Embora esse preço pareça impressionante, ele reflete o salto de crescimento do Bitcoin desde um ponto de partida quase insignificante até os patamares atuais. Para entender como o Bitcoin alcançou esse nível, é preciso revisitar sua história — analisar marcos críticos, volatilidade de mercado e contextos de investimento em diferentes fases.

A partir da perspectiva da equipe editorial da Bitaigen, compilamos os principais marcos e variações de preço do Bitcoin desde sua criação, ajudando o leitor a compreender sua evolução, as forças motrizes por trás das iterações tecnológicas e da adoção institucional. Ao final deste resumo, você verá como o Bitcoin atravessou vários ciclos, formando o cenário de mercado atual, que merece ser analisado com atenção.
Revisão histórica de preços do Bitcoin (BTC): do lançamento até agora
2009 – O nascimento do Bitcoin
Bitcoin foi proposto em 2009 por um indivíduo ou equipe sob o pseudônimo Satoshi Nakamoto. Seu conceito central é oferecer uma forma de transferência de valor digital sem a necessidade de intermediários financeiros tradicionais.
- Bloco gênese: o primeiro bloco, chamado de *Genesis Block*, registra o ponto de partida da rede.
- Taxa inicial: no fórum BitcoinTalk, $0,00099 /BTC (≈ R$ 0,005) foi definido como o primeiro preço de troca público.
- Naquela época, os usuários eram principalmente entusiastas de criptografia e pioneiros de tecnologia, sem bolsas de valores ou cenários de pagamento reais.
Para adquirir Bitcoin no Brasil, os métodos de pagamento aceitos incluem PIX (instantâneo 24 h), TED e transferências em BRL. O cadastro (KYC) costuma exigir CPF + RG ou CNH.
2010 – A primeira compra com Bitcoin
Em 2010, o programador Laszlo Hanyecz usou 10.000 BTC para comprar duas pizzas, valor equivalente a $25 (≈ R$ 138). Essa transação é considerada a primeira vez que o Bitcoin foi usado para pagar um bem físico, marcando a entrada da moeda digital no conhecimento público.
- No mesmo ano, surgiram as primeiras bolsas de troca e o preço ultrapassou $1 (≈ R$ 5,5) em fevereiro de 2011, gerando os primeiros focos da mídia.
- Ainda então, o Bitcoin era visto principalmente como ferramenta especulativa, sem apelo mainstream.
Anos de crescimento
2011 – Primeiro grande salto
- O preço subiu de $1 (≈ R$ 5,5) para $30 (≈ R$ 165) em meados do ano, impulsionado pelo interesse da comunidade e pelo otimismo especulativo.
- No final do ano, recuou para $5 (≈ R$ 27,5) ou menos, mas já havia entrado na cobertura da mídia tradicional.
- Nesta fase, o Bitcoin começou a ser percebido como potencial reserva de valor, atraindo os primeiros adotantes.
2012 – Integração e primeiro halving
- O preço se manteve relativamente estável entre $5‑$13 (≈ R$ 27,5‑R$ 71,5).
- Em novembro de 2012, ocorreu o primeiro halving da recompensa de bloco (de 50 BTC para 25 BTC), evidenciando seu modelo deflacionário — a oferta total limitada a 21 milhões de moedas.

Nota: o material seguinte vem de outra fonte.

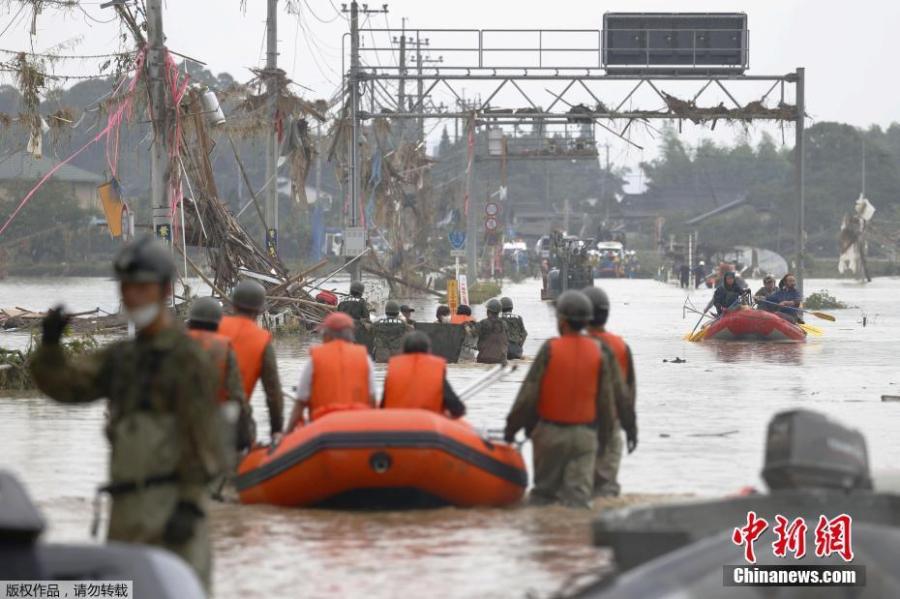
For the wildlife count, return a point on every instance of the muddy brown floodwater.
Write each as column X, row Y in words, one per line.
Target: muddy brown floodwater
column 702, row 424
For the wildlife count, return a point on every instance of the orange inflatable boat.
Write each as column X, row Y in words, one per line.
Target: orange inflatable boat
column 383, row 459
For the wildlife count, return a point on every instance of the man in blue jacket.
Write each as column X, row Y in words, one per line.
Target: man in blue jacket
column 786, row 302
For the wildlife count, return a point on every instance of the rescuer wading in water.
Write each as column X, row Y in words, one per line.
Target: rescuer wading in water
column 566, row 405
column 609, row 458
column 162, row 427
column 254, row 350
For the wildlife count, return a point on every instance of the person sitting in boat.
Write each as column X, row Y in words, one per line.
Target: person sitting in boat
column 728, row 295
column 769, row 287
column 787, row 301
column 418, row 380
column 338, row 376
column 442, row 316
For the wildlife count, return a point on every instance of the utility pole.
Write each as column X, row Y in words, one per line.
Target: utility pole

- No mesmo mês, o WordPress começou a aceitar pagamentos em Bitcoin, seguido por lojas como a Overstock.com.
2013 – Primeira alta significativa
- Partindo de $13 (≈ R$ 71,5), o preço rompeu $1.100 (≈ R$ 6.050) em dezembro, ultrapassando a marca de US$ 10 bilhões em capitalização de mercado.
- Em seguida, ocorreu uma correção rápida, levando o preço a $400 (≈ R$ 2.200), demonstrando alta volatilidade.
- Marcos importantes incluíram a instalação do primeiro caixa‑ATM de Bitcoin em Vancouver e o crescente interesse regulatório de diversos países.
Superando desafios
2014 – Contratempos e novos apoios
- No início do ano, o preço chegou a cerca de $1.000 (≈ R$ 5.500), mas depois do hack da exchange Mt. Gox, que resultou na perda de 744.000 BTC, o valor despencou.
- Apesar disso, a Overstock.com se tornou a primeira grande varejista a aceitar Bitcoin, e empresas como a Microsoft começaram a explorar soluções de pagamento.
- No final de 2014, o Bitcoin ainda era visto como uma tecnologia promissora com potencial de longo prazo.
2015 – Recuperação lenta
- O preço flutuou entre $250‑$500 (≈ R$ 1.375‑R$ 2.750), encerrando o ano em torno de $400 (≈ R$ 2.200).
- Avanços regulatórios: o estado de Nova York lançou a BitLicense, oferecendo um marco regulatório para negócios de Bitcoin.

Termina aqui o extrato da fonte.